M2Z Offers Free Horses, FCC Nixes

Infoworld reports that M2Z Networks, the startup co-founded by John Muleta, the former head of the FCC's Wireless Bureau is prepared to sue after the FCC turned down it's request for 20 MHz of currently fallow spectrum. The spectrum between 2155MHz and 2175MHz was to be used to provide free wireless broadband at speeds of 384Kbps downstream and 128Kbps up. In today's broadband marketplace, these speeds are roughly the equivalent of riding a horse compared to driving a car.

Startup may sue FCC over handling of wireless plan

Muleta appears to have read his FCC history when he offered free universal service for broadband with voluntary censorship of inappropriate content if the FCC would provide the necessary spectrum in exchange for 5% of revenue being deposited in the US treasury. In the past such an offer might have been a slam dunk or at least a bank shot of the backboard. The FCC has long used their mission to protect the "public interest" as a means to get concessions from license holders, without ever having to explicitly dictate terms. Free, Universal Service, "Family Friendly", wireless and broadband is surely a litany of desirable goals for the FCC, so why the foot dragging?

First, as I've mentioned previously, the success of the 700 MHz auction will be Chairman Martin's legacy. Until this auction is in the books, the Chairman has no desire to offer an alternate means of spectrum allocation. Approving the M2Z deal would devalue the spectrum being sold in January.

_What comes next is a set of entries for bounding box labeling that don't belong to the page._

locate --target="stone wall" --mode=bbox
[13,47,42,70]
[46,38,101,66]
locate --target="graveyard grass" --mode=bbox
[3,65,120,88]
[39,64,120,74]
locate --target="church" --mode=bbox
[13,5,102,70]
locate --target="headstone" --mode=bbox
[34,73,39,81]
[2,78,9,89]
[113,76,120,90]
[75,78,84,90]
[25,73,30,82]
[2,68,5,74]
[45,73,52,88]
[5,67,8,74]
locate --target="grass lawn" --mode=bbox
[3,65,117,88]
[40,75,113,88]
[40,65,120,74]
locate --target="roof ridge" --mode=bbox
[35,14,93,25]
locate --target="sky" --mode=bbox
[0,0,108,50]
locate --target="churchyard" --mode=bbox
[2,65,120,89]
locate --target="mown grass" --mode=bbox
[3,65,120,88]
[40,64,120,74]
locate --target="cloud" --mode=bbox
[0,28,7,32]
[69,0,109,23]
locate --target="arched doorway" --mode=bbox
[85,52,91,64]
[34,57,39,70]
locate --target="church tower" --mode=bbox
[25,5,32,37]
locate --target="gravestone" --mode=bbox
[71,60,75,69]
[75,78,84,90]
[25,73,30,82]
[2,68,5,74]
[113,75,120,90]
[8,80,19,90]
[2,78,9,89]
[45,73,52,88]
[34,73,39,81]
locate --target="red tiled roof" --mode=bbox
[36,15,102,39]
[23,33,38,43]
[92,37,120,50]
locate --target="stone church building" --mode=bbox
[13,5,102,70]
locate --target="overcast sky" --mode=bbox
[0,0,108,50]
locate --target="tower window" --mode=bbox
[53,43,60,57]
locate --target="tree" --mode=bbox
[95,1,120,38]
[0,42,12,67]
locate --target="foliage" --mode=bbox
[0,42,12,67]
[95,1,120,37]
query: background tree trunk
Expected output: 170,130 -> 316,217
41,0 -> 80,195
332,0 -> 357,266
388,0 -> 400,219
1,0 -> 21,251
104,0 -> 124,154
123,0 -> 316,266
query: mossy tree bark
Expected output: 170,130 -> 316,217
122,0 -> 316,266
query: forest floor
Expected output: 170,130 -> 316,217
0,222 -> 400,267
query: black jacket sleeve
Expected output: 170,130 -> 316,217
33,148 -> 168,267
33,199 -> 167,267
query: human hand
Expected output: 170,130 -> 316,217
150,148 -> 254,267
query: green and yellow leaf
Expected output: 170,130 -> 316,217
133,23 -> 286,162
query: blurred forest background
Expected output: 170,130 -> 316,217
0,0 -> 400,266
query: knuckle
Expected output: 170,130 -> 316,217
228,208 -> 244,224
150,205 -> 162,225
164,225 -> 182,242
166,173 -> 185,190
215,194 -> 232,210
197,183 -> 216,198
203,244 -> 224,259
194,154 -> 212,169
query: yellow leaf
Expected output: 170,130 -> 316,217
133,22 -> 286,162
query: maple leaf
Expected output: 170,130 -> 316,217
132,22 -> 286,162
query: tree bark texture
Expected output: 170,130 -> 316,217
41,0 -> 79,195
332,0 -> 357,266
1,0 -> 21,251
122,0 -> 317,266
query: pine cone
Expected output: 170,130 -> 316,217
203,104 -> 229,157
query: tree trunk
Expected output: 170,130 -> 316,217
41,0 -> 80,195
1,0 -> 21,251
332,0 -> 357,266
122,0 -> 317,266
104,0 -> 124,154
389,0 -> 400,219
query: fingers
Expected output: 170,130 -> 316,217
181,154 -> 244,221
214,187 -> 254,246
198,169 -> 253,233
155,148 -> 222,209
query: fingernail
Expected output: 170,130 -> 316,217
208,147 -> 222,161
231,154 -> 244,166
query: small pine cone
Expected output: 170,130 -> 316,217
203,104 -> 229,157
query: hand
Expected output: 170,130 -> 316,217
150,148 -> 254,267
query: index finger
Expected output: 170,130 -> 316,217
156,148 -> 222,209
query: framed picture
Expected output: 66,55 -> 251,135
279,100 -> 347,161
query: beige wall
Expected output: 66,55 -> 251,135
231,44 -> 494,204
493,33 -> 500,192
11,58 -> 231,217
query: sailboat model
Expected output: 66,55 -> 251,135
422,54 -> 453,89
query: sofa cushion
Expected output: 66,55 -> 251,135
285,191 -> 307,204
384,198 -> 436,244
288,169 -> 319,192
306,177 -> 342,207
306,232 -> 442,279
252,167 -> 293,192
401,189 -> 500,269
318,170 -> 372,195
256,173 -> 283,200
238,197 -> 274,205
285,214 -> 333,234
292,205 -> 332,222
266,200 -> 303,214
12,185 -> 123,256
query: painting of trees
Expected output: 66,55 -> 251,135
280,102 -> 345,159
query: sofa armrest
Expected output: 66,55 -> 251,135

Second, as Sascha Meinrath of the New America Foundation points out, 384 Kbps down and 128 Kbps up is not really a broadband service by today's standards. Certainly, folks with a mule would take a horse for free, even if you could only ride the horse certain places, but the car industry might have something to say. When current technologies can provide faster wireless broadband, what is in the public interest about licensing an inefficient service?